The resignation of Hosni Mubarak is a signal moment in the history of modern Egypt and the broader Middle East. It is a moment for Egyptians to savour and a moment for the world to celebrate the courage and tenacity of Egyptians across all sectors, religions, and classes. Egypt is now beginning a historic transition to a future than will be far better than its past.
It is important to note that not only the citizens, but also the army of Egypt has played a historic role. Since the uprising began, the Egyptian military has consistently refused to use force against the people of Egypt. It embedded itself between protesters and the hated and feared mukhabarat (secret police) and fraternized with the citizenry. And when the Supreme Council of the Armed Forces began an unprecedented series of meetings, it ultimately mounted a "soft" coup to force the president out of office. Although the determination of those in the streets was absolutely essential, it was the army that negotiated and managed Mr. Mubarak's exit. In this sense, there was a partnership between the people and the army. Regardless of the values and commitments of the senior leadership of the army, they stayed their hand and did their job. The military comes out of this crisis with its standing as one of Egypt's pre-eminent institutions enhanced.
The urgent question is who manages the transition? Omar Suleiman, the Vice-President nominated by Mr. Mubarak, made clear in his brief statement of Mr. Mubarak's resignation that the president had handed power to the Supreme Council of the Armed Forces. What it does with the power it now has officially will be determining. It can, as it appears to be doing for the moment, support Mr. Suleiman as the steward of the transition to presidential elections in September. If it does so, change will be constrained and suspect to the population.

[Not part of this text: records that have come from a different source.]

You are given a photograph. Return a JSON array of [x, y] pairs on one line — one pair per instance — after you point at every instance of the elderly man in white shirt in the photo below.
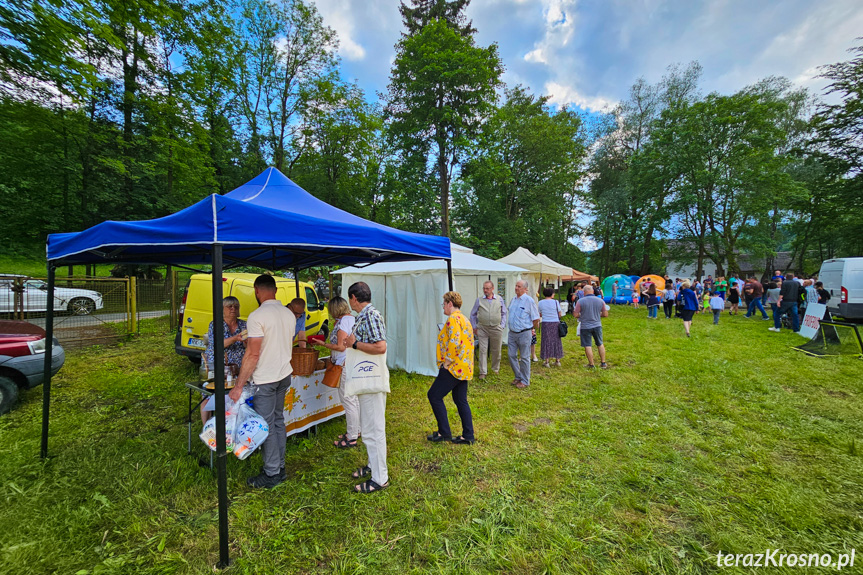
[[267, 365], [488, 318], [523, 321]]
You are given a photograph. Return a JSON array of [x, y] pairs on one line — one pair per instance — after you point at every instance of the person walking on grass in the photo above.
[[690, 305], [267, 363], [717, 304], [590, 310], [488, 318], [551, 348], [454, 355], [523, 321], [340, 311], [756, 303], [789, 298], [370, 336]]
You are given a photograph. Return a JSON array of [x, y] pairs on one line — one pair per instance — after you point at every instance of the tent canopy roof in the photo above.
[[269, 222], [538, 264], [464, 262]]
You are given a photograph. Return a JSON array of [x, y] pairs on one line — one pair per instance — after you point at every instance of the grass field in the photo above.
[[729, 441]]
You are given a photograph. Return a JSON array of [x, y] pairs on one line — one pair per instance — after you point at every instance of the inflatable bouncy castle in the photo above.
[[624, 289]]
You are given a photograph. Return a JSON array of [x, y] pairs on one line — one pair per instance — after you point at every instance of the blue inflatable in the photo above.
[[624, 289]]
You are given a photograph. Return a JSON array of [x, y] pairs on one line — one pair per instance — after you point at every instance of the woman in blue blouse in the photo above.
[[235, 340]]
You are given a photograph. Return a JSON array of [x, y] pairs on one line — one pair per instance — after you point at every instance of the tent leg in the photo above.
[[49, 352], [449, 273], [219, 392]]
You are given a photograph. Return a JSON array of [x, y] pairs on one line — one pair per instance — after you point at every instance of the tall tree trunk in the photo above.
[[444, 190], [130, 80]]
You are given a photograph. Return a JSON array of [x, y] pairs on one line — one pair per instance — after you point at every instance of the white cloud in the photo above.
[[589, 53], [567, 95]]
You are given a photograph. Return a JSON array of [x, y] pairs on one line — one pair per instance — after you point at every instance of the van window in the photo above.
[[246, 295], [311, 299]]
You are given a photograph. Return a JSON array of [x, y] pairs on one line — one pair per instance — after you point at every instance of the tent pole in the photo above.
[[49, 352], [219, 392], [449, 273]]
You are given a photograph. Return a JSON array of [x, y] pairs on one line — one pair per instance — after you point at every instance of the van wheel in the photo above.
[[8, 394]]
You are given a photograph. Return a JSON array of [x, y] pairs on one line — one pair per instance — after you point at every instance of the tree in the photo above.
[[523, 185], [423, 12], [441, 90]]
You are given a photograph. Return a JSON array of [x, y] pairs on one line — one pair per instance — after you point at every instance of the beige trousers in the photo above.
[[373, 407], [489, 337], [351, 405]]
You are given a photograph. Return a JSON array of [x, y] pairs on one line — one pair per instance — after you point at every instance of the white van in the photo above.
[[843, 279]]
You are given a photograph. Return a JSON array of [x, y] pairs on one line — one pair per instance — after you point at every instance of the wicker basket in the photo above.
[[303, 360]]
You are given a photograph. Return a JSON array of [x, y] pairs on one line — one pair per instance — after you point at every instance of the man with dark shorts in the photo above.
[[590, 310]]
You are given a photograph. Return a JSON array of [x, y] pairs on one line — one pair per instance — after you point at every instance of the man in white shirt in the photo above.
[[523, 320], [267, 364], [488, 318]]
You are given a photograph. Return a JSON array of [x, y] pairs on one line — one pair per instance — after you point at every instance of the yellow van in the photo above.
[[196, 308]]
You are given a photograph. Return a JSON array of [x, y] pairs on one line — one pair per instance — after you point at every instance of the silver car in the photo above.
[[34, 295]]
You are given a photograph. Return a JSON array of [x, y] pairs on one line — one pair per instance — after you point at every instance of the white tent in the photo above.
[[409, 296], [540, 268]]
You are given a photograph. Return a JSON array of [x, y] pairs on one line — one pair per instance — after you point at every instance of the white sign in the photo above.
[[812, 319]]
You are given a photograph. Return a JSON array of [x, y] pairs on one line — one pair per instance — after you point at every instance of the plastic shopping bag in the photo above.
[[208, 435], [250, 432]]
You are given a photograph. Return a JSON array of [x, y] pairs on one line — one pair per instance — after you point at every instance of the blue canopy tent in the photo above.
[[269, 222]]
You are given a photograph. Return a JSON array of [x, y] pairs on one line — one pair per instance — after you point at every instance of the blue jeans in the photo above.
[[790, 309], [756, 304]]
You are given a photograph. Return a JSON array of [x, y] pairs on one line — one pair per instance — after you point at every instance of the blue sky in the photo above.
[[587, 54]]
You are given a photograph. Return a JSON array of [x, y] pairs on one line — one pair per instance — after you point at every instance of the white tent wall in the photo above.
[[411, 306]]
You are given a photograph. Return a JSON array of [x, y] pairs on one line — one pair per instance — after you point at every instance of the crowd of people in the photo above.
[[262, 346], [786, 295]]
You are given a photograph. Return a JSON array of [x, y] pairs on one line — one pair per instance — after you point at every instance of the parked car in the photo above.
[[843, 279], [22, 359], [34, 294], [196, 308]]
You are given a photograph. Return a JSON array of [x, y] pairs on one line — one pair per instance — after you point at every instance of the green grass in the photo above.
[[36, 267], [727, 441]]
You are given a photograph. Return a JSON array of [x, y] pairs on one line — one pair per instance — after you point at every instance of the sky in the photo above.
[[587, 54]]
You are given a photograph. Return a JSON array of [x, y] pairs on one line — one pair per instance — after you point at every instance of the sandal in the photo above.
[[436, 437], [370, 486], [344, 442], [460, 440], [361, 472]]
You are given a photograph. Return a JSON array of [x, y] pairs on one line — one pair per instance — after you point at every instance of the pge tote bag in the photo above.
[[366, 373]]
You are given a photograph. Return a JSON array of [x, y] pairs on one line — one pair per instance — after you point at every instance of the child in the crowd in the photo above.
[[717, 304]]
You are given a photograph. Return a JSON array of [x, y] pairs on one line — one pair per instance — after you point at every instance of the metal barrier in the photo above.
[[88, 311]]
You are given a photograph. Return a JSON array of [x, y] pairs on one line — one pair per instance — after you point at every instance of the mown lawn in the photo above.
[[727, 441]]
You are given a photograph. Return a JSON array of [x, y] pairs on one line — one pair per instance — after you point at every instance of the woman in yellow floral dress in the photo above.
[[455, 360]]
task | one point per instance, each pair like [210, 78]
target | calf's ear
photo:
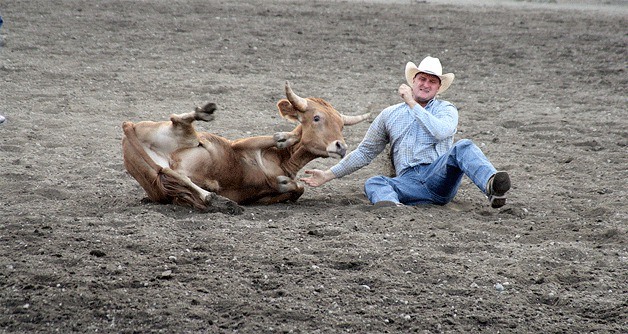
[287, 111]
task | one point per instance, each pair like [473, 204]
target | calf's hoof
[217, 203]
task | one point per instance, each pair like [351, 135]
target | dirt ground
[540, 88]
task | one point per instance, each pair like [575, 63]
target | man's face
[424, 87]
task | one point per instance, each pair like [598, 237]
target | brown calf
[176, 164]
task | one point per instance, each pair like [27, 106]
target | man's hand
[406, 94]
[318, 177]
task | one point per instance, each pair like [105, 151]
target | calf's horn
[298, 102]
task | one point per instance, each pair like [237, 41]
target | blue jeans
[435, 183]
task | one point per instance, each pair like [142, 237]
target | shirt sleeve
[441, 123]
[372, 145]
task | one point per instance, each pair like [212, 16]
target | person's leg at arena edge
[464, 158]
[405, 189]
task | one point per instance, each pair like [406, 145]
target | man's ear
[287, 111]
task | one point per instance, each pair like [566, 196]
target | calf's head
[321, 132]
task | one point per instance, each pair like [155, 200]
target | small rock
[97, 253]
[166, 274]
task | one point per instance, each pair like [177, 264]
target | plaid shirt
[416, 136]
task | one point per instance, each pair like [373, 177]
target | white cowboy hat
[429, 65]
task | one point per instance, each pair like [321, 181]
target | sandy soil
[541, 89]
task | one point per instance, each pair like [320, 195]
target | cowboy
[428, 164]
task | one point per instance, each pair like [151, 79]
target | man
[428, 165]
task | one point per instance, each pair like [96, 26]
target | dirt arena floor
[540, 87]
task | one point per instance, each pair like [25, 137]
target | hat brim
[445, 79]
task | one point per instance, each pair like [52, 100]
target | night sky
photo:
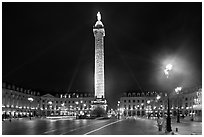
[50, 46]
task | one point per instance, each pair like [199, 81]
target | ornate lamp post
[30, 99]
[177, 90]
[118, 109]
[50, 103]
[168, 119]
[157, 99]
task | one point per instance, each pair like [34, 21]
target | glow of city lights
[178, 89]
[148, 101]
[99, 58]
[50, 102]
[30, 99]
[158, 97]
[98, 16]
[167, 69]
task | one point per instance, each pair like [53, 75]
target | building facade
[188, 103]
[20, 102]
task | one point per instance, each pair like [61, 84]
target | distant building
[154, 104]
[20, 102]
[138, 103]
[15, 101]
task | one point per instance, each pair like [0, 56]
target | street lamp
[157, 99]
[30, 99]
[50, 103]
[118, 109]
[168, 119]
[177, 90]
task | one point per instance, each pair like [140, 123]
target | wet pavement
[131, 126]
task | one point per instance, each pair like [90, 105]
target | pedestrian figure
[159, 123]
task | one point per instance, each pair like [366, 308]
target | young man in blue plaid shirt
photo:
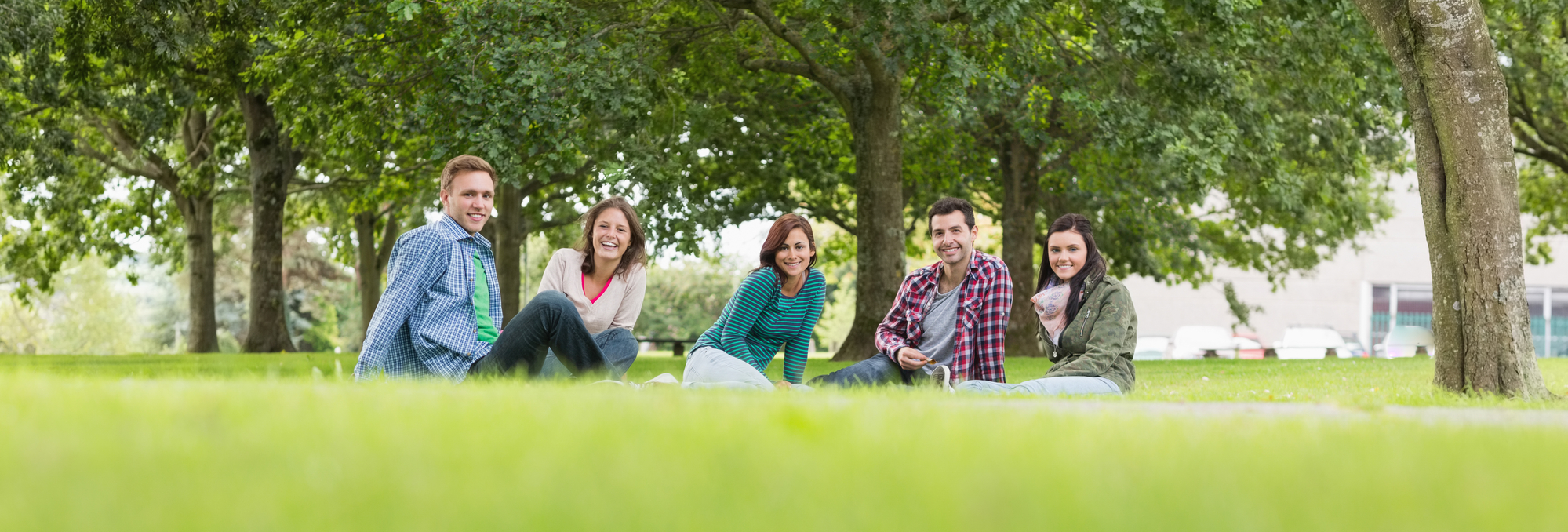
[438, 313]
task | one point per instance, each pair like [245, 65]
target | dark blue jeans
[549, 322]
[871, 373]
[618, 348]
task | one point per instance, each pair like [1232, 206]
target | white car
[1310, 343]
[1406, 341]
[1150, 348]
[1194, 341]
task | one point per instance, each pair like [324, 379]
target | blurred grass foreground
[282, 443]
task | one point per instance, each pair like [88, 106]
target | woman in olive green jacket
[1087, 324]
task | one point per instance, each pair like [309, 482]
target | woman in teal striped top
[777, 307]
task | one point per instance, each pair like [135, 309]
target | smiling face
[952, 239]
[469, 200]
[1067, 253]
[795, 255]
[612, 233]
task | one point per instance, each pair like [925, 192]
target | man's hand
[911, 360]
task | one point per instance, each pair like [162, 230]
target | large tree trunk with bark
[510, 236]
[1018, 164]
[201, 264]
[372, 261]
[273, 162]
[1459, 112]
[875, 118]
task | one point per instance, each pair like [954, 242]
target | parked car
[1310, 343]
[1199, 341]
[1406, 341]
[1151, 348]
[1247, 346]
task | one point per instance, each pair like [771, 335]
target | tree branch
[629, 24]
[764, 15]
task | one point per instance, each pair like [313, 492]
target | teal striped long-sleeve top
[758, 321]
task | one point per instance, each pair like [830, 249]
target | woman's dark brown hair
[775, 241]
[635, 255]
[1093, 263]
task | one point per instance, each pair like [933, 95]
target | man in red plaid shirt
[949, 321]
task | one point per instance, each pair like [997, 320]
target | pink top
[606, 288]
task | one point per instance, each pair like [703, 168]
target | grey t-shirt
[940, 329]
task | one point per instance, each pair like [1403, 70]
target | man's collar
[455, 231]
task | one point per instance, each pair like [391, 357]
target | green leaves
[405, 9]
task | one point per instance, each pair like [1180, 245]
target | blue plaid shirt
[424, 324]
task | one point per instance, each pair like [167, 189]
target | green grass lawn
[282, 443]
[1340, 382]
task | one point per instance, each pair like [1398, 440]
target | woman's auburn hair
[775, 241]
[635, 250]
[1093, 263]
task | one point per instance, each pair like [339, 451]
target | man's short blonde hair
[461, 166]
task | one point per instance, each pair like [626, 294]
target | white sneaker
[662, 381]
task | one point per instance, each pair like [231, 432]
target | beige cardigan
[617, 308]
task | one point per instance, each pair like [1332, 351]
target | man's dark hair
[948, 206]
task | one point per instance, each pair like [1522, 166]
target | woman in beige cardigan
[604, 279]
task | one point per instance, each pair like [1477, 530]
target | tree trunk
[510, 236]
[1459, 112]
[273, 162]
[1020, 169]
[201, 266]
[372, 263]
[879, 208]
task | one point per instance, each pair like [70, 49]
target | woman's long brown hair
[1093, 263]
[635, 250]
[775, 241]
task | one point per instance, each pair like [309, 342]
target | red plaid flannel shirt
[984, 308]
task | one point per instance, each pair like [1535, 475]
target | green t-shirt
[486, 327]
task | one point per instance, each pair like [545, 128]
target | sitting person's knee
[551, 299]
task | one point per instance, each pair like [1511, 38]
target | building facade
[1359, 293]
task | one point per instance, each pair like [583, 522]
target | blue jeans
[549, 322]
[1043, 387]
[618, 348]
[869, 373]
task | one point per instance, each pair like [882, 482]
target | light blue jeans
[1043, 387]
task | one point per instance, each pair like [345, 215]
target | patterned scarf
[1051, 304]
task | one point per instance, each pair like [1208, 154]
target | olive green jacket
[1100, 340]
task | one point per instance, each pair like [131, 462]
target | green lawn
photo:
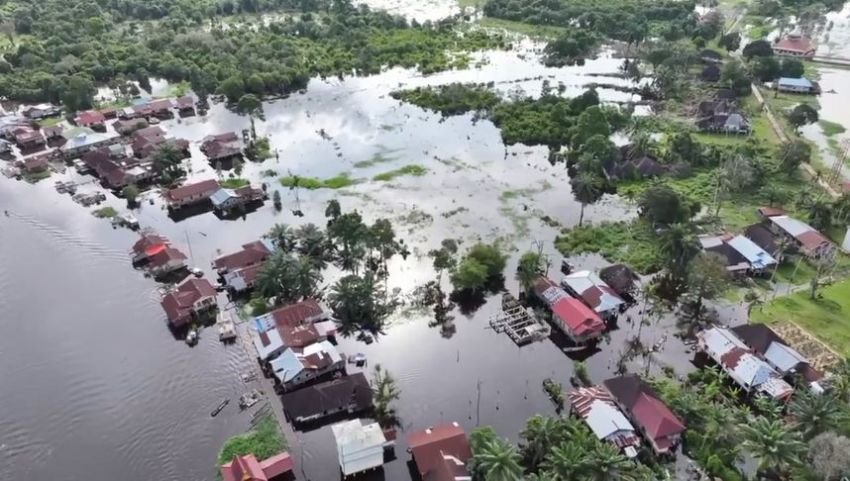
[827, 318]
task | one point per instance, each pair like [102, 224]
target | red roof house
[659, 425]
[247, 468]
[191, 193]
[795, 45]
[441, 452]
[192, 298]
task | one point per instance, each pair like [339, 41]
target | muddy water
[90, 369]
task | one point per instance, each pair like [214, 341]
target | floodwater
[91, 372]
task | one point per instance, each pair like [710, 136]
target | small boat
[192, 337]
[249, 399]
[218, 408]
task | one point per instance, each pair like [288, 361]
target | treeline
[72, 49]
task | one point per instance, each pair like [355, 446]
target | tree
[707, 278]
[288, 279]
[360, 303]
[497, 460]
[792, 67]
[661, 205]
[801, 115]
[793, 153]
[586, 190]
[385, 392]
[816, 413]
[774, 446]
[758, 48]
[730, 41]
[829, 455]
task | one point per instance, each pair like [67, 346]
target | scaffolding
[519, 322]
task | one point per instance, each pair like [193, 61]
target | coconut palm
[776, 448]
[498, 461]
[816, 413]
[541, 433]
[586, 190]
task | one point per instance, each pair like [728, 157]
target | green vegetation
[264, 441]
[411, 169]
[311, 183]
[234, 182]
[827, 317]
[105, 213]
[66, 48]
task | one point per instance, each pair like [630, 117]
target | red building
[441, 452]
[247, 468]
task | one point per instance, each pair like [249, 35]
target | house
[594, 292]
[809, 241]
[185, 105]
[597, 408]
[300, 365]
[291, 326]
[191, 193]
[348, 394]
[576, 320]
[91, 119]
[621, 278]
[752, 374]
[222, 147]
[658, 424]
[441, 452]
[360, 446]
[247, 468]
[193, 299]
[251, 254]
[742, 256]
[800, 85]
[80, 144]
[795, 45]
[42, 111]
[773, 349]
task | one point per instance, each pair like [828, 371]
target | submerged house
[194, 299]
[347, 394]
[773, 349]
[580, 323]
[441, 453]
[360, 446]
[752, 374]
[594, 292]
[656, 422]
[301, 365]
[597, 408]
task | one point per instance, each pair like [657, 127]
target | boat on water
[218, 408]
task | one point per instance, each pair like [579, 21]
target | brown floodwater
[91, 373]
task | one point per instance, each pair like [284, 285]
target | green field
[827, 318]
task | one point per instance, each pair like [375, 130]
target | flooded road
[91, 372]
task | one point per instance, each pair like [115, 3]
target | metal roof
[754, 254]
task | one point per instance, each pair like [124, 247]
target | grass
[105, 213]
[263, 442]
[412, 169]
[312, 183]
[831, 128]
[234, 183]
[827, 318]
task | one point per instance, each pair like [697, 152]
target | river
[96, 387]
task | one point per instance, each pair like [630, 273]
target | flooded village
[159, 310]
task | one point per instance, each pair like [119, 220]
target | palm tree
[775, 447]
[498, 461]
[607, 463]
[586, 191]
[541, 433]
[816, 413]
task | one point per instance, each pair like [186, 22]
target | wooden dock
[519, 322]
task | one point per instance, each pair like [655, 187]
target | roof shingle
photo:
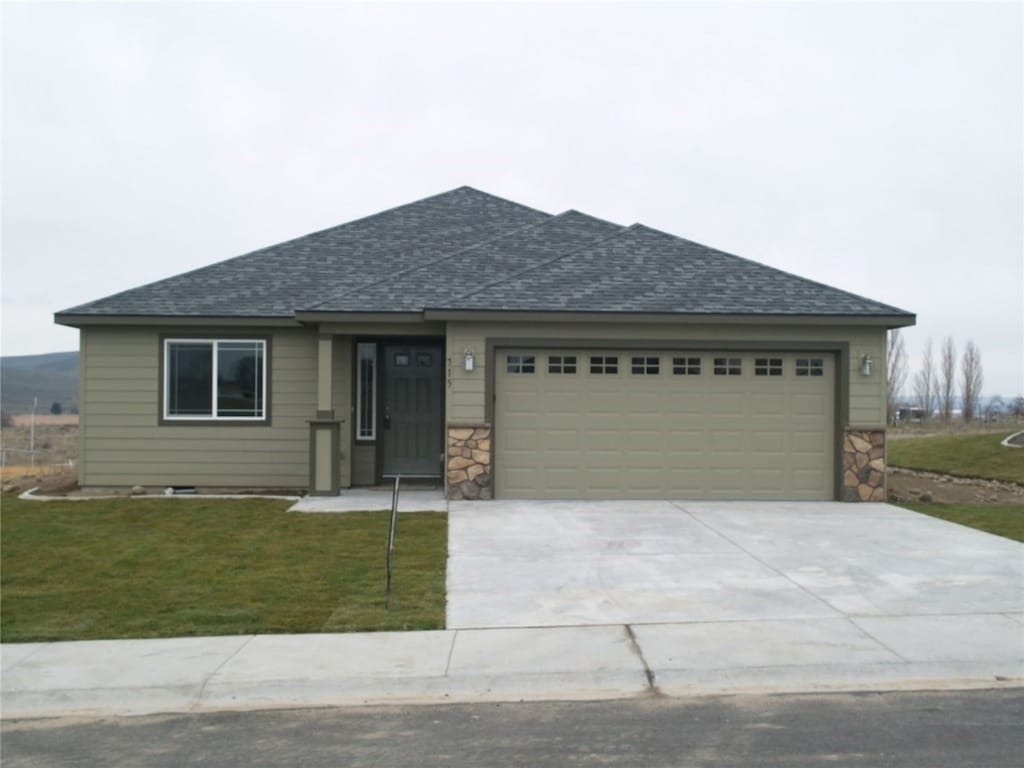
[468, 251]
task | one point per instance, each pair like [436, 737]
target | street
[927, 729]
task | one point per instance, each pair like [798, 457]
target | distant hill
[52, 378]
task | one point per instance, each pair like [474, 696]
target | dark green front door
[413, 419]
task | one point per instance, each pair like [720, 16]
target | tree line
[939, 381]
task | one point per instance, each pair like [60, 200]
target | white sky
[875, 146]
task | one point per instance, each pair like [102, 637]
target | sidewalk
[142, 677]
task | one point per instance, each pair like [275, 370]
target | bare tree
[995, 409]
[895, 372]
[971, 380]
[925, 383]
[947, 379]
[1017, 408]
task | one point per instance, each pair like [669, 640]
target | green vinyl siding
[124, 443]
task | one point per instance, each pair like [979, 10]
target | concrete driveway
[584, 563]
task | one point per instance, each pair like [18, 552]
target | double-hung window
[215, 379]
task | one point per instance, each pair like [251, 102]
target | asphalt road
[961, 728]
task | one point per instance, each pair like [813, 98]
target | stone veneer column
[864, 465]
[469, 462]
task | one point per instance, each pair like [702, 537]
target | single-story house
[506, 351]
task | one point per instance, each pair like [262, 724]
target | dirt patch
[52, 420]
[50, 482]
[910, 485]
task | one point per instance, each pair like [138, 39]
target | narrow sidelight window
[366, 391]
[215, 379]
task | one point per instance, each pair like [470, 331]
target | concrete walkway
[642, 599]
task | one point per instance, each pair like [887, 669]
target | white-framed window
[366, 391]
[215, 379]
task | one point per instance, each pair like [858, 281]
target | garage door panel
[662, 434]
[810, 404]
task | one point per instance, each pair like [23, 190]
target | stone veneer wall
[469, 462]
[864, 465]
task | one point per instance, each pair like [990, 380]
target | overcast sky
[873, 146]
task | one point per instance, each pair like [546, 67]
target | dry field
[56, 436]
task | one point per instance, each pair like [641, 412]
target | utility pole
[32, 438]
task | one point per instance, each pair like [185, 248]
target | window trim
[165, 419]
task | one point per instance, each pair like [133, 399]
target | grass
[1003, 519]
[961, 455]
[139, 568]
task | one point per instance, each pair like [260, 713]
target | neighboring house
[504, 350]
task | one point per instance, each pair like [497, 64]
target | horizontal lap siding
[122, 442]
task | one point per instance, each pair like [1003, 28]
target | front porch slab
[359, 500]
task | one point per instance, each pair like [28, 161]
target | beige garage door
[585, 424]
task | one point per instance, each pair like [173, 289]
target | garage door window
[810, 367]
[520, 364]
[603, 365]
[767, 366]
[728, 367]
[686, 366]
[645, 366]
[561, 364]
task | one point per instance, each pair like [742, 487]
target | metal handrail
[390, 541]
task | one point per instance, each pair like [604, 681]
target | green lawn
[131, 567]
[1001, 519]
[962, 455]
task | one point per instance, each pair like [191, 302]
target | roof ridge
[763, 265]
[560, 256]
[297, 238]
[453, 254]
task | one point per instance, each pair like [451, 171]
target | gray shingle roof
[274, 282]
[641, 269]
[466, 250]
[438, 282]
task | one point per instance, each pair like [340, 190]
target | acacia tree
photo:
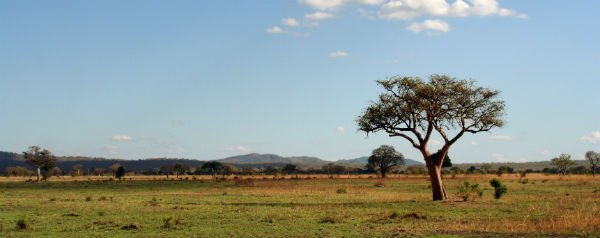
[562, 163]
[384, 158]
[42, 159]
[594, 159]
[413, 109]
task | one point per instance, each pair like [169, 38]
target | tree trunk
[437, 186]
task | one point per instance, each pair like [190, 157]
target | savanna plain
[303, 206]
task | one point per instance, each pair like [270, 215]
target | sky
[211, 79]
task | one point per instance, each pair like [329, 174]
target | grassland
[544, 206]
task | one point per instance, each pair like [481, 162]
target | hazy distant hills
[363, 160]
[254, 160]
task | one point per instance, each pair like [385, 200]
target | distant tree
[229, 169]
[99, 171]
[579, 170]
[413, 109]
[167, 169]
[485, 168]
[248, 171]
[270, 170]
[41, 159]
[594, 159]
[120, 172]
[181, 169]
[504, 169]
[212, 167]
[289, 169]
[471, 169]
[416, 169]
[16, 171]
[562, 163]
[113, 169]
[77, 169]
[385, 158]
[456, 170]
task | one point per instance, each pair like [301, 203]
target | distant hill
[8, 159]
[520, 166]
[363, 160]
[260, 160]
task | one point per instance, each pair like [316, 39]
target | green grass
[299, 208]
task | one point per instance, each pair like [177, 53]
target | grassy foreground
[341, 207]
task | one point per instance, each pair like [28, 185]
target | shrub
[469, 191]
[23, 223]
[499, 188]
[169, 223]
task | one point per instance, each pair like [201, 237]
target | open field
[339, 207]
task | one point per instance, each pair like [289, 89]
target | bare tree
[413, 109]
[77, 169]
[42, 159]
[563, 162]
[594, 159]
[385, 158]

Alternatively, the military can finish the soft coup that it started and nudge the Vice-President out of office. Who then leads the transition? Does the army choose from within the military or from without? What kind of relationship does the military build, in the first instance, with the opposition who have organized the streets?
The Supreme Council of the Armed Forces has to make these critical decisions quickly. Once the celebration has died down in Cairo, I doubt very much that the leaders of the opposition will accept Mr. Suleiman as a transitional leader; his departed president, by delaying his departure so long, has poisoned the well for Mr. Suleiman. The army has no more loyalty to Mr. Suleiman than it had to Mr. Mubarak. Above all, military leaders are loyal to their own institution and to the preservation of its privileged role in Egyptian society. Time is running short.
Janice Gross Stein is the director of the Munk School of Global Affairs at the University of Toronto.